Finding the right defensive strategy is contingent on understanding how attackers are targeting cloud environments. To be successful, you need the ability to correlate security events with indicators of attack, based on real-time threat intelligence and telemetry from across your cloud estate and on-prem environment.
Only then can you put this data into action, identifying the shifts in adversarial tactics to better understand how an adversary will target an organization and to prevent threats in real time.
Taking an adversary-focused approach arms security and incident response (IR) teams with a higher level of context about the situation they are facing.
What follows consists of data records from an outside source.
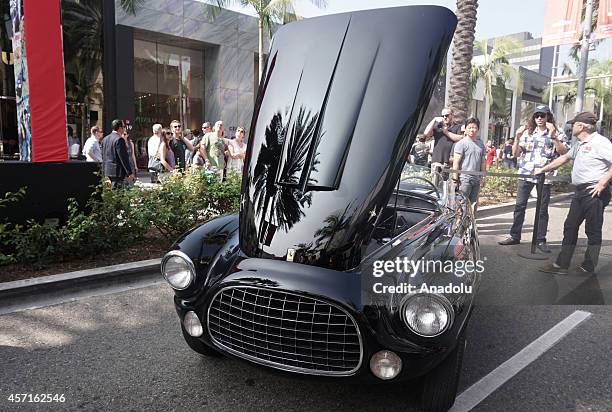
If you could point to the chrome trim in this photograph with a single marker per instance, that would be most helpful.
(443, 300)
(281, 366)
(183, 256)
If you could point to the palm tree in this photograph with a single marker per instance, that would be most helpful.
(495, 70)
(463, 43)
(269, 11)
(84, 89)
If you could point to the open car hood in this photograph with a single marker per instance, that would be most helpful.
(337, 110)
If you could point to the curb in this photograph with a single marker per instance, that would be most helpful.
(79, 280)
(493, 210)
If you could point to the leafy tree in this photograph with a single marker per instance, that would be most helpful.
(463, 43)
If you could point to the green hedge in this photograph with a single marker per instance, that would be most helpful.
(119, 218)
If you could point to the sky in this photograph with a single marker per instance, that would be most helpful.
(495, 18)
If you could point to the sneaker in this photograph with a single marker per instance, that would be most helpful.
(543, 247)
(583, 269)
(509, 241)
(554, 269)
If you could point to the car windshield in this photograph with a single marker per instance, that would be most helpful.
(420, 181)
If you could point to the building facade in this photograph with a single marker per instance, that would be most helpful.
(173, 60)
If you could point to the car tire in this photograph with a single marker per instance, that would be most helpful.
(198, 346)
(439, 387)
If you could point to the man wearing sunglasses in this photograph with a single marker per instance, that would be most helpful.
(445, 133)
(537, 144)
(179, 144)
(591, 176)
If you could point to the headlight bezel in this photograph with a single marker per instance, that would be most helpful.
(186, 259)
(441, 299)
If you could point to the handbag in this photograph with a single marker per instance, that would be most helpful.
(156, 165)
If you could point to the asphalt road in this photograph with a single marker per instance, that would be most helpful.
(124, 351)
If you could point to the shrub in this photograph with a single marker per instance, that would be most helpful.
(183, 201)
(117, 219)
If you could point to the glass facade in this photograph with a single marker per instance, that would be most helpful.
(8, 108)
(168, 85)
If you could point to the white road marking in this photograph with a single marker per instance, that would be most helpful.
(476, 393)
(42, 302)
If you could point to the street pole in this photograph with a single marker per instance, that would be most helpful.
(553, 74)
(584, 56)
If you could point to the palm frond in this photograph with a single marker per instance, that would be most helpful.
(131, 6)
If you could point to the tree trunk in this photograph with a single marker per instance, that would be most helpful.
(463, 45)
(261, 56)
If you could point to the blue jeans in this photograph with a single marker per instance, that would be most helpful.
(471, 190)
(522, 196)
(588, 209)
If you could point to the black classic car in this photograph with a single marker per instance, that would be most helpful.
(342, 262)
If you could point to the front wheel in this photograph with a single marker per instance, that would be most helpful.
(198, 346)
(439, 388)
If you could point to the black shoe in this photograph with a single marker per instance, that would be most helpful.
(509, 241)
(554, 269)
(543, 247)
(583, 269)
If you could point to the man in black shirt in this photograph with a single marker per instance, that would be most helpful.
(420, 151)
(179, 144)
(445, 133)
(509, 159)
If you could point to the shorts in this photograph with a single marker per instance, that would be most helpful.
(471, 190)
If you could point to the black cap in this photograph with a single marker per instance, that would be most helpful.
(584, 117)
(541, 108)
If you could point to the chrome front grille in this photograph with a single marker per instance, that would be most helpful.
(285, 330)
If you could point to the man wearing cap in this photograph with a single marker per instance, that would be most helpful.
(591, 174)
(537, 144)
(445, 133)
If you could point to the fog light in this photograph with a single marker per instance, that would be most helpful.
(385, 364)
(178, 269)
(192, 324)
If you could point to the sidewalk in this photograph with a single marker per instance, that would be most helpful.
(511, 279)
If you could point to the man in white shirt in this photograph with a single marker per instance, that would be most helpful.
(591, 175)
(91, 149)
(152, 146)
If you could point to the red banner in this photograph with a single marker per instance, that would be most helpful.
(604, 20)
(562, 22)
(43, 32)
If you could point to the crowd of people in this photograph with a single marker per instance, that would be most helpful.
(539, 147)
(169, 150)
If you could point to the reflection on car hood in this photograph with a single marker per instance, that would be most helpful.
(341, 99)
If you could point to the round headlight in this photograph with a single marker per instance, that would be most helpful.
(178, 270)
(385, 364)
(427, 315)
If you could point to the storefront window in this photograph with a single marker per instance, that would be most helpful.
(8, 108)
(168, 85)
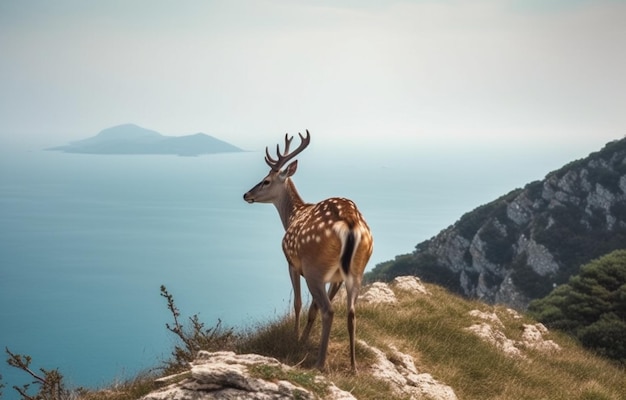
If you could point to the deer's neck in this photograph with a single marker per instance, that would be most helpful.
(289, 203)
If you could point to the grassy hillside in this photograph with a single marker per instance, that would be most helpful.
(433, 330)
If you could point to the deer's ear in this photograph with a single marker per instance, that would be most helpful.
(289, 171)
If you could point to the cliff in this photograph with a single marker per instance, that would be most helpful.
(520, 246)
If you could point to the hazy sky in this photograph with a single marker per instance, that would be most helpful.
(389, 73)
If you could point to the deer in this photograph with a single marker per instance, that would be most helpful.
(327, 242)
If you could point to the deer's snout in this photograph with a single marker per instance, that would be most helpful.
(248, 197)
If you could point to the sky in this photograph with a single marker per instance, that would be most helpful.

By leveraging threat intelligence and mixing it with continuous visibility, organizations can better defend their assets.
Pre-runtime and compliance data alone will not provide IR teams with the type of comprehensive data they need — they require as much data as possible to support their investigations and get a complete picture of what is happening.
Elements of an Adversary-Focused Approach:
Integrated threat intelligence is key. A proactive security strategy for today’s cloud begins with studying the tactics, techniques and procedures (TTPs) that threat actors are executing in hybrid environments. Only then can security teams turn their attention to preventing cloud breaches.
Visibility is critical. Organizations need to know how many cloud assets exist and where they reside. When all the dark corners have been lit, threat intelligence can lay the foundation for relevant insights. If an attacker is taking advantage of a lack of outbound communication restrictions to exfiltrate data, organizations have to be able to detect that and enforce policies to block it.
The principle of least privilege should be a governing idea of any security strategy, particularly one being applied to a cloud environment where the concept of the traditional perimeter is essentially nonexistent. Knowing how threat actors are trying to access cloud resources better positions organizations to lock down cloud applications and resources and reduce risk.
Cloud hygiene is a simple step that can go a long way in defending against modern attackers. Businesses operating in the cloud should clarify security responsibility so both the vendor and security teams know how to apportion monitoring tasks. Access management is a key part of this as well; not everyone needs access to all cloud environments at all times. IT and security teams must also understand the need to protect applications during coding and run time but need to do so at the speed of DevOps.
Automation is another key pillar of an adversary-focused approach to today’s security solutions. Given the thousands of attack surfaces that cloud environments work with, automation is necessary to monitor and remediate solutions at scale.
Security teams need to ensure that the secure thing to do is the easy thing to do by allowing DevOps to actively participate without friction, and automation is a critical component to making that happen.
Make the Secure Thing to Do the Easy Thing to Do
Thinking like an attacker and knowing their tactics, techniques and procedures is a fundamental part of protecting IT infrastructure. The attack surface of the cloud — with its dynamic mix of containers, virtual machines, microservices and more — is complex and growing. With attackers circling, it would be a mistake for organizations to focus on the cloud less than attackers do.
Attacks are not always direct; sometimes, adversaries strike the on-premises environment first and then go after cloud resources. In a hybrid IT world, organizations need to be able to extend the security controls protecting their on-premises environment beyond to the cloud to maintain consistency and compliance.